To serve its almost 20,000,000 (yes, twenty million!) inhabitants, the city of Moscow can count on nine railway terminals and four international airports: Domodedovo, Sheremetyevo, Zhukovsky, and Vnukovo. Today I want to talk about the last one in this list and, in particular, abut a rather unique architectural solution.
Vnukovo is Moscow’s oldest operating airport and it is the highest (204 metres – 669 ft above sea level). Hence, in case of fog, it frequently serves as an alternative airport. Its construction was approved by the Soviet government in 1937 and it was opened on 1 July 1941. During the Great Patriotic War, it was used as a military airbase. Passenger services started after the war: on 15 September 1956, the Tupolev Tu-104 jetliner made its first passenger flight from Moscow Vnukovo to Irkutsk via Omsk.
The heart of the airport for international flights is its terminal A. This is a huge “open space” with light flooding in from the huge glass facades overlooking the runways and from the glass ceiling in the central part of the terminal.
One unique feature (at least to the best of my knowledge) is the airport’s control tower “sprouting” from the very center of the terminal.
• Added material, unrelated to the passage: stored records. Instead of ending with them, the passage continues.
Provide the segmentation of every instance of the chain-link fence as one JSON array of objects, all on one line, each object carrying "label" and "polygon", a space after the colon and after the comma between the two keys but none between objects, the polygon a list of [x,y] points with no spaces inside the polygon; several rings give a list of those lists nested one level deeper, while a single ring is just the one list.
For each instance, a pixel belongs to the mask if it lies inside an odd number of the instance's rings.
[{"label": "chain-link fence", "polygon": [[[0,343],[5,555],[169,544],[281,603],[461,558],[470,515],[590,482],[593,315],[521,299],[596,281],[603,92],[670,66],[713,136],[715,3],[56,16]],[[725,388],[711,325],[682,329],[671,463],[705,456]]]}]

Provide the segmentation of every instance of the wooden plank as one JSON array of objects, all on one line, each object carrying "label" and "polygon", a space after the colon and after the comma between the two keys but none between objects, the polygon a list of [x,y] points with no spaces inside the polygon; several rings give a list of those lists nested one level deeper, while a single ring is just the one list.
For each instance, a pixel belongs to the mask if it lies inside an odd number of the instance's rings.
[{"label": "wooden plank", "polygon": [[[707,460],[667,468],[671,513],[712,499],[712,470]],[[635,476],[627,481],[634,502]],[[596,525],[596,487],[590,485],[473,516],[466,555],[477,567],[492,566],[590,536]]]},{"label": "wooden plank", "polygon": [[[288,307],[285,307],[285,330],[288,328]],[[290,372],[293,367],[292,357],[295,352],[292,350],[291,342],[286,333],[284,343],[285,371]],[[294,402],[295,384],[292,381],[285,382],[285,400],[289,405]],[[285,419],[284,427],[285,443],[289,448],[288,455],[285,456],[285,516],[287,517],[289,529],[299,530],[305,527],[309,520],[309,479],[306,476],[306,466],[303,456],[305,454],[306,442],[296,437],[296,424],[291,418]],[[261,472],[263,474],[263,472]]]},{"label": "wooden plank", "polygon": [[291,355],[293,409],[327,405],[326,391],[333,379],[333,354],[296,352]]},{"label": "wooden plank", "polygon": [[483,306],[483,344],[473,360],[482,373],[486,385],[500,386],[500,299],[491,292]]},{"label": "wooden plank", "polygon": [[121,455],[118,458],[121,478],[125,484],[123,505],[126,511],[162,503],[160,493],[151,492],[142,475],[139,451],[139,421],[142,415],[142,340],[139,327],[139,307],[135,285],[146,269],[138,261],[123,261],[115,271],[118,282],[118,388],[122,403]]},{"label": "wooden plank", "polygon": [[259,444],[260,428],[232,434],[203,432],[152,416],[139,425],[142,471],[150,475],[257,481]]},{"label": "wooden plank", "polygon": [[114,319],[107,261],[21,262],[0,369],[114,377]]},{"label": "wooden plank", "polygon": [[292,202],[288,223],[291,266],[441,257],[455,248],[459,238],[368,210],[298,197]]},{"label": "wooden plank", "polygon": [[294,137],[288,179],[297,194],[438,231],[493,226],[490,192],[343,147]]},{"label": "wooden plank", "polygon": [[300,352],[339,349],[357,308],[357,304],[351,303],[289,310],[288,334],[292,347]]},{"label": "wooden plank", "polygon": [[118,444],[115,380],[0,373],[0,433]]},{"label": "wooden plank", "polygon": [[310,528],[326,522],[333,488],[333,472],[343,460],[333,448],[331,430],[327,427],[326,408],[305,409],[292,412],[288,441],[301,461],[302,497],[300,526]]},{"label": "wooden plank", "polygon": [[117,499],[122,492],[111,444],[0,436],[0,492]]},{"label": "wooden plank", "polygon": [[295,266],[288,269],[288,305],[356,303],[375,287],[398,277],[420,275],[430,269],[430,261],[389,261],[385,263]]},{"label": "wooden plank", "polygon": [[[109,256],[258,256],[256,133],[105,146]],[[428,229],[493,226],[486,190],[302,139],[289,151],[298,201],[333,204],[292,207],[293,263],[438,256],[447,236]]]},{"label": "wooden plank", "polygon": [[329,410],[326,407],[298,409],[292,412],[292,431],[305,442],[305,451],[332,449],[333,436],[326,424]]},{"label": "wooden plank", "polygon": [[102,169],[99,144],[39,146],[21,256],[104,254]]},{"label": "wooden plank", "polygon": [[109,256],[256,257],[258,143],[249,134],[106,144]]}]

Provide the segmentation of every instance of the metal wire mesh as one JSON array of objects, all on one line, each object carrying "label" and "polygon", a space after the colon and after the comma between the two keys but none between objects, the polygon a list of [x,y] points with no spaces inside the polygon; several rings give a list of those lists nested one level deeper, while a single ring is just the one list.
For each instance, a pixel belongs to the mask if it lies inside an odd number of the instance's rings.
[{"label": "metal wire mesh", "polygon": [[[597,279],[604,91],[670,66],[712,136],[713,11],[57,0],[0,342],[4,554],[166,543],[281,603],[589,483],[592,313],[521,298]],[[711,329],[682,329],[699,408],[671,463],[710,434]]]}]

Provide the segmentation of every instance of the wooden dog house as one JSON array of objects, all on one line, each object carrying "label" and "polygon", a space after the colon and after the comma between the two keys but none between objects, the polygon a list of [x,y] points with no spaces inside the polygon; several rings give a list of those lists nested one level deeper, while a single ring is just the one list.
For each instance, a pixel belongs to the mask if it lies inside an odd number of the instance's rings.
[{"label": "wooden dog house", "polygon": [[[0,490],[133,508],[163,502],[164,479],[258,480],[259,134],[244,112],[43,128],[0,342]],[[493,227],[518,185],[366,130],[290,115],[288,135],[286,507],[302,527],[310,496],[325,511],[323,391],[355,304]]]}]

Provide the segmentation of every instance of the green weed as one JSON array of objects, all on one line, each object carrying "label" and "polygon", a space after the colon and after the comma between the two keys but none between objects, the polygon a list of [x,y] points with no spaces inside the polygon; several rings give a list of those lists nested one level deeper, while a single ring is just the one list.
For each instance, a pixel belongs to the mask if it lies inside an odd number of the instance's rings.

The concrete structure serves both as the base of the tower and also as an anchor point for the steel girders supporting the glass panels of the ceiling. It is quite an impressive site both from “ground level” and from the first floor where the lounges are located.
It is worth noting that even if you are an economy class traveller, you can enter four different lounges either through a membership program or by purchasing a lounge pass.
From the outside the control tower appears like a flying saucer that has landed atop the circular terminal and gives the controllers a great 360 degrees view over the two intersecting runways of the airport.
For the aviation geeks (like me), the Boeing 737 you can see with northern lights painted on its tail fin is this plane flying for Yakutia airlines.